Topics covered in the essays in this book include:
- The spread of infection in hospitals that should be preventable but habits of medical staff are difficult to change.
- The people skills required to stop the spread of disease in India.
- A review of the current state of malpractice law that offers a good balance between the surgeon’s fears and the rights of the patient.
- Amazing stories of doctors in India who regularly perform procedures outside their specialty and with limited resources but are as effective in healing patients as doctors in the US.
- The conundrum of whether doctors should participate in executions to help make them more humane or should completely eschew any practice that leads to a death.
This book was selected by my book club and I was pleasantly surprised that it was better (ha-ha!) than I expected. Gawande writes in a direct – sometimes arrogant – manner but at the end one can’t help but agree that he is on to something. As an added bonus, he practices in Boston, so I know where to go if I’m looking for a good surgeon.
Author: Michael Brooks
Title: 13 Things that Don’t Make Sense: The Most Baffling Scientific Mysteries of Our Time
Publication Info: New York : Doubleday, c2008.
Summary/Review: This book is a collection of essays about scientific anomalies which are currently puzzling the scientific community. I think Brooks is deliberately provocative in choosing these 13 and frequently criticizing scientists for their insularity and claims of unassailability. On other hand, someone needs to say these things.

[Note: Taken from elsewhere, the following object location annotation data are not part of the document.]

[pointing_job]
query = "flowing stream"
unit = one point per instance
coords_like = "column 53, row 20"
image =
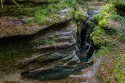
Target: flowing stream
column 85, row 50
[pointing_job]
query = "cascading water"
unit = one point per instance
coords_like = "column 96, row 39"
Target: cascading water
column 86, row 50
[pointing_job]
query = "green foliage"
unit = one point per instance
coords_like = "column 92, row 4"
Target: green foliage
column 118, row 2
column 40, row 14
column 119, row 18
column 104, row 14
column 119, row 70
column 99, row 35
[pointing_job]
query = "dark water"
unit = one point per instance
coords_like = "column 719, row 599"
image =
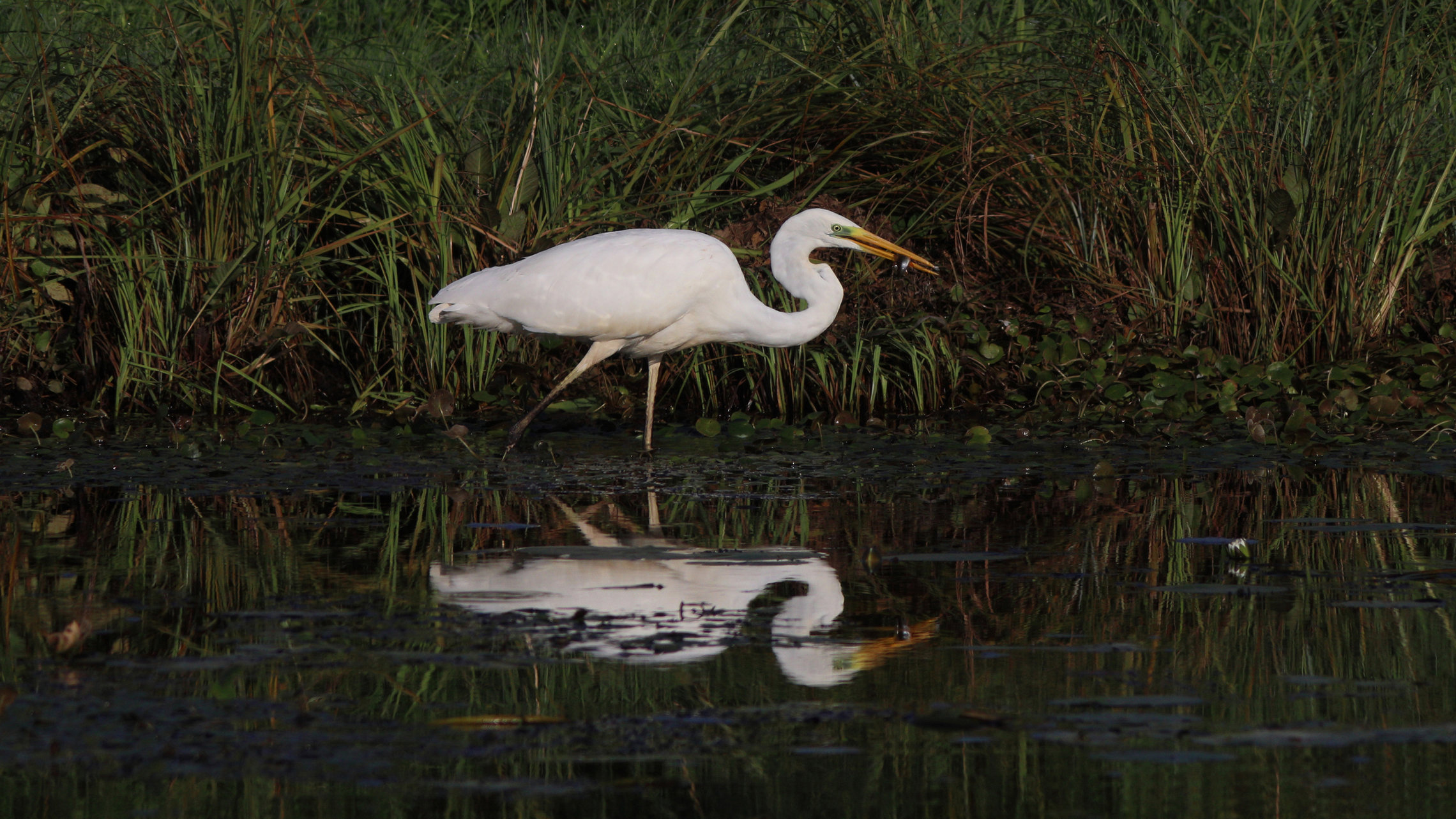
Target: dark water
column 851, row 625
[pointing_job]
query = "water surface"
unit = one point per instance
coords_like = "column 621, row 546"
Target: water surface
column 855, row 625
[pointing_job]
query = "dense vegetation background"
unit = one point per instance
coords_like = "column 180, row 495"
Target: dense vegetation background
column 1156, row 210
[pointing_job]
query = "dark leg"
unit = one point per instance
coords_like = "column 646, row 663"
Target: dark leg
column 651, row 397
column 599, row 351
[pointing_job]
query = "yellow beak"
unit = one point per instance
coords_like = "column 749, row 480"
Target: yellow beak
column 888, row 250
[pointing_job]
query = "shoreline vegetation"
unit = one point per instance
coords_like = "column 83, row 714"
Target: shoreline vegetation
column 1162, row 216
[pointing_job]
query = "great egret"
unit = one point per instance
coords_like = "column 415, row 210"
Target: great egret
column 646, row 293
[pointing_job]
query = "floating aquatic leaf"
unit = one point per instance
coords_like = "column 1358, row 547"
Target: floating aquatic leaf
column 954, row 557
column 29, row 423
column 739, row 431
column 1133, row 701
column 497, row 722
column 1390, row 604
column 1311, row 680
column 1218, row 541
column 1165, row 757
column 1220, row 589
column 1315, row 738
column 1342, row 530
column 503, row 525
column 959, row 719
column 63, row 427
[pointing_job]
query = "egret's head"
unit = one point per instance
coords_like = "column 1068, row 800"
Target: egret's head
column 833, row 231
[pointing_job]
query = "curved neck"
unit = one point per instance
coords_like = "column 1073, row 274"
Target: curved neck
column 803, row 279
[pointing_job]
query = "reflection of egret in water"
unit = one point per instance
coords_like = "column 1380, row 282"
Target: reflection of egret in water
column 657, row 601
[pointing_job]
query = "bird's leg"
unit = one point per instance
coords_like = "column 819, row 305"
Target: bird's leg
column 599, row 351
column 653, row 365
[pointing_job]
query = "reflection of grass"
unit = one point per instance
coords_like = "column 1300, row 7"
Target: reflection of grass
column 183, row 563
column 248, row 206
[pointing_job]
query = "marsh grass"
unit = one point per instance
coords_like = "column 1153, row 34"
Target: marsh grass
column 245, row 204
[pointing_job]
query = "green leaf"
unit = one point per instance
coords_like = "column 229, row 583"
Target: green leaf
column 29, row 423
column 739, row 429
column 1280, row 372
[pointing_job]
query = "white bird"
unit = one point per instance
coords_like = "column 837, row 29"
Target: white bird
column 646, row 293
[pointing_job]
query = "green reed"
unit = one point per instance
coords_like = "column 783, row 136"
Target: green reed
column 248, row 204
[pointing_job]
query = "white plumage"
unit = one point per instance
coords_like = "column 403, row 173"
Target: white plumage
column 644, row 293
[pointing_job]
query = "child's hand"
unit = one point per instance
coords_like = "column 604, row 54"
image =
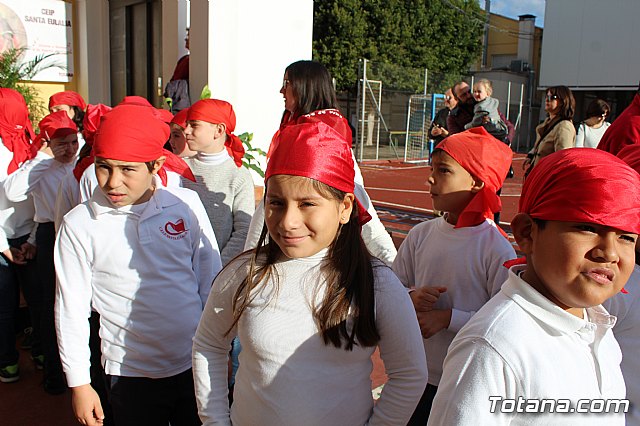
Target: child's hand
column 46, row 149
column 424, row 298
column 86, row 405
column 28, row 251
column 433, row 321
column 14, row 256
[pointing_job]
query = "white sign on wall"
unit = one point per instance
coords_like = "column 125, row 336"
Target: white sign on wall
column 43, row 28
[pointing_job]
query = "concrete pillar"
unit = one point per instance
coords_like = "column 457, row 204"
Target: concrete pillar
column 93, row 74
column 240, row 48
column 527, row 29
column 174, row 30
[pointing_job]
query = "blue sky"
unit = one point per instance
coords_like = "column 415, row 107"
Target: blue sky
column 513, row 8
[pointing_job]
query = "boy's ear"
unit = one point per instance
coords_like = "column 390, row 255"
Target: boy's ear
column 158, row 164
column 477, row 185
column 346, row 207
column 522, row 228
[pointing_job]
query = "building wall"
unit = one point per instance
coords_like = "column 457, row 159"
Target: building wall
column 591, row 44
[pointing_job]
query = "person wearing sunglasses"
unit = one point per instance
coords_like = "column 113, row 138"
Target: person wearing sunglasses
column 438, row 130
column 557, row 131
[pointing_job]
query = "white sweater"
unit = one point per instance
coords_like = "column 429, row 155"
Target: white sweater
column 147, row 270
column 374, row 234
column 226, row 191
column 39, row 177
column 468, row 261
column 288, row 376
column 521, row 345
column 626, row 307
column 16, row 219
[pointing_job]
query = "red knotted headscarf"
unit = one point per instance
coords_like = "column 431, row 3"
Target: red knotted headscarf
column 486, row 159
column 630, row 154
column 90, row 124
column 625, row 130
column 181, row 118
column 216, row 111
column 583, row 185
column 67, row 97
column 316, row 151
column 134, row 133
column 330, row 116
column 56, row 125
column 14, row 125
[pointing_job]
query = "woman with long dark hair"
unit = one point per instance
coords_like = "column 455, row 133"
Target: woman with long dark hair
column 557, row 131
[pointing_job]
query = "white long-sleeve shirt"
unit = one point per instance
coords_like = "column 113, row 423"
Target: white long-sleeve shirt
column 374, row 234
column 40, row 177
column 626, row 307
column 16, row 219
column 288, row 376
column 72, row 192
column 468, row 261
column 522, row 345
column 147, row 270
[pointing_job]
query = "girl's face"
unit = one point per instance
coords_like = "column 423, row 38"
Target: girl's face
column 301, row 220
column 178, row 142
column 290, row 101
column 480, row 92
column 66, row 108
column 551, row 103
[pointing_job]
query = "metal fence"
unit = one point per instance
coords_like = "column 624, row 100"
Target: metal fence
column 395, row 106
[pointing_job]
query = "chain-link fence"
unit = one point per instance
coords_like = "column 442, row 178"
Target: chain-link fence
column 395, row 106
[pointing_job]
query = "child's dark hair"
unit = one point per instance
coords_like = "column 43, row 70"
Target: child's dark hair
column 346, row 315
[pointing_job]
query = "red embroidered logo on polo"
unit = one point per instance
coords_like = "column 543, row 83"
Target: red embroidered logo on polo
column 174, row 230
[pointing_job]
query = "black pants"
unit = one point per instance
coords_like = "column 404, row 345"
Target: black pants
column 421, row 413
column 139, row 401
column 45, row 239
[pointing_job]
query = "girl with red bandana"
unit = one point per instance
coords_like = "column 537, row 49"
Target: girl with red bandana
column 310, row 306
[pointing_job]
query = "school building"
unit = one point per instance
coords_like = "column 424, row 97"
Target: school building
column 114, row 48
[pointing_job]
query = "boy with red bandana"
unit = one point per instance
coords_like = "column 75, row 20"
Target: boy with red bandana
column 545, row 336
column 454, row 263
column 143, row 256
column 223, row 184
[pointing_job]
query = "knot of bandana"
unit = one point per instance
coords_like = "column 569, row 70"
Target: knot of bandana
column 67, row 97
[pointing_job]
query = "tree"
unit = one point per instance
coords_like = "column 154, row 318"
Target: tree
column 14, row 71
column 443, row 36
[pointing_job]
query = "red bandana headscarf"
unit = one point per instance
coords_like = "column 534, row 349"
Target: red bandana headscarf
column 56, row 125
column 488, row 160
column 134, row 133
column 181, row 118
column 330, row 116
column 583, row 185
column 216, row 111
column 67, row 97
column 625, row 130
column 630, row 154
column 14, row 120
column 316, row 151
column 90, row 124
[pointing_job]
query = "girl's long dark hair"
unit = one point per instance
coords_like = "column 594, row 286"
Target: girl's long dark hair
column 346, row 315
column 312, row 87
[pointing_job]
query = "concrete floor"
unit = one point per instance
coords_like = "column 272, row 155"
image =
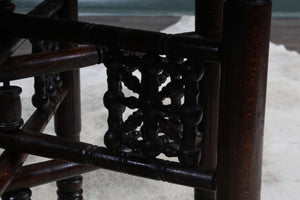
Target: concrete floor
column 287, row 32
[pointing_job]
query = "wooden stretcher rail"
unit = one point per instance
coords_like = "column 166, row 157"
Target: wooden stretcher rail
column 24, row 26
column 11, row 161
column 10, row 44
column 46, row 172
column 19, row 67
column 79, row 152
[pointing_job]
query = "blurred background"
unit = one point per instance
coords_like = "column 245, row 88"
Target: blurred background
column 158, row 14
column 281, row 8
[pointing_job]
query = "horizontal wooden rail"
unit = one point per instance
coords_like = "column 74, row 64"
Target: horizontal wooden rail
column 10, row 44
column 24, row 26
column 79, row 152
column 46, row 172
column 11, row 161
column 48, row 62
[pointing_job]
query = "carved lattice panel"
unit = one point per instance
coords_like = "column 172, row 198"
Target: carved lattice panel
column 166, row 112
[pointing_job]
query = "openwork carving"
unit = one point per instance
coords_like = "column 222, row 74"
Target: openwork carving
column 166, row 112
column 45, row 85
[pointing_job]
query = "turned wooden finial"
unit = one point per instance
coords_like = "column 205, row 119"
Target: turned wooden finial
column 10, row 107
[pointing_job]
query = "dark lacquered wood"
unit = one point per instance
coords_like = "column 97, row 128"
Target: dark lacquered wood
column 243, row 55
column 208, row 24
column 59, row 148
column 11, row 161
column 10, row 44
column 48, row 62
column 20, row 194
column 243, row 91
column 110, row 36
column 68, row 117
column 46, row 172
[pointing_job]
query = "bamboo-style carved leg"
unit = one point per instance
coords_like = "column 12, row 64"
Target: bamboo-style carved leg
column 242, row 102
column 209, row 26
column 20, row 194
column 70, row 188
column 68, row 116
column 10, row 119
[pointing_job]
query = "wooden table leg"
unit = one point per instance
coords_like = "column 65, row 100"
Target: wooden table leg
column 68, row 116
column 208, row 20
column 242, row 104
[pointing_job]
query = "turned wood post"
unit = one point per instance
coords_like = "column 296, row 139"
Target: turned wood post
column 208, row 24
column 10, row 120
column 246, row 32
column 68, row 116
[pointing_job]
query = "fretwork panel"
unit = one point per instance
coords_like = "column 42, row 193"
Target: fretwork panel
column 166, row 111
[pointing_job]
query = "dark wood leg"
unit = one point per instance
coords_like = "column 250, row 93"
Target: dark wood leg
column 209, row 25
column 242, row 102
column 21, row 194
column 68, row 116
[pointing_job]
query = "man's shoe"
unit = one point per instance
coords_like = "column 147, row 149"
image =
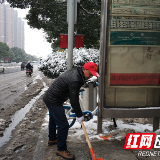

Here are the 13 things with a short synopsis of each:
- The Missing Universe – the question of dark matter which makes up most of our universe but cannot be found.
- The Pioneer Anomaly – should satellites drifting off course make us reevaluate our understanding of gravity?
- Varying Constants – the only constant in physics is inconstancy.
- Cold Fusion – an experiment so thoroughly debunked its not even to be discussed, but is there some truth to it?
- Life – how did it begin?
- Viking – did the Mars probe find evidence of extraterrestrial life?
- The WOW! Signal – have intelligent extraterrestrial beings already tried to contact us?
- A Giant Virus – the Mimivirus challenges what we think we know about viruses and the definition of life.
- Death – what is the genetic and evolutionary purpose of aging and death?
- Sex – is there really any evolutionary advantage to sexual reproduction over asexual reproduction?
- Free will – does our brain decide things for us before we even have a chance to “think.”
- The Placebo Effect – studies are inconclusive of whether placebos really work and what role they should play in medicine.
- Homeopathy – it’s all a bunch of hooey yet no scientific study has thoroughly discredited it either.
An interesting book, highly recommended if you’re interested in contemporary ideas in science.
Recommended books: What’s Next: Dispatches on the Future of Science by Max Brockman, Lost Discoveries: The Ancient Roots of Modern Science–From the Babylonians to the Maya by Dick Teresi, and The Day the Universe Changed by James Burke.